買うときに言い争いになったが、買っておいてよかった。
「あーきーらー!早くおきなよー!」
ひかりの少し怒った声で目覚める。
満月はここにはいなかった。
「おはよう、ひかり」
ぼーとする頭で挨拶をしながら体を起こす。
腰がポキポキと鳴ったがそれ以外はどこも悪くない。
「はい、おはよう。満月ちゃんを起こしてきて!ご飯作っとくから!」
パタパタとエプロンとスカートをはためかせるひかり。
見えそうなんだから、もっと長いものを履けばいいのにと思いながら自分の部屋に入る。
満月はまだ寝ていた。
「満月ー。朝だぞー」
やる気がなく、着替えながら声をかける。
「ん…分かった…」
満月は眠そうにもぞもぞと動き、体を起こした。
「今日は土曜だから午前中だけ学校行くからな。
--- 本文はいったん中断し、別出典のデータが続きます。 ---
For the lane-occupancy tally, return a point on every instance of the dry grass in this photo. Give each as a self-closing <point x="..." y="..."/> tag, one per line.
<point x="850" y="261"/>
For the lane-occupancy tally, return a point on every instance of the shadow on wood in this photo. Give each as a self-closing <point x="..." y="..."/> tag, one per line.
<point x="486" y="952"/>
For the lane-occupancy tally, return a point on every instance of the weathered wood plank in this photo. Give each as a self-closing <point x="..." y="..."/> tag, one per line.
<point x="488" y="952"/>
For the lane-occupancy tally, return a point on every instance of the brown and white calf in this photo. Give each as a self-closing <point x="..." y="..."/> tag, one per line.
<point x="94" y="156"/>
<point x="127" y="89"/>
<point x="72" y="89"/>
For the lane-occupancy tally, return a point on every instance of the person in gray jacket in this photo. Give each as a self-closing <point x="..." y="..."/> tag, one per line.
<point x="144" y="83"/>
一人で留守番できるか?」
今日は部活がある。
心霊現象研究部という活動がよく分からない部活だが、ずっと前からある謎の部活だ。
未だになぜ存在しているのか分からない。
部員は俺、ひかり、そしてもう一人、鎖辺 明日香という女の子が所属している。
「私をなめているのか?小僧。シャルドネ様の留守はいつも私が守っていたぞ?」
キッと睨む満月。

服が黒猫の着ぐるみパジャマでなかったら、決まってたのにな。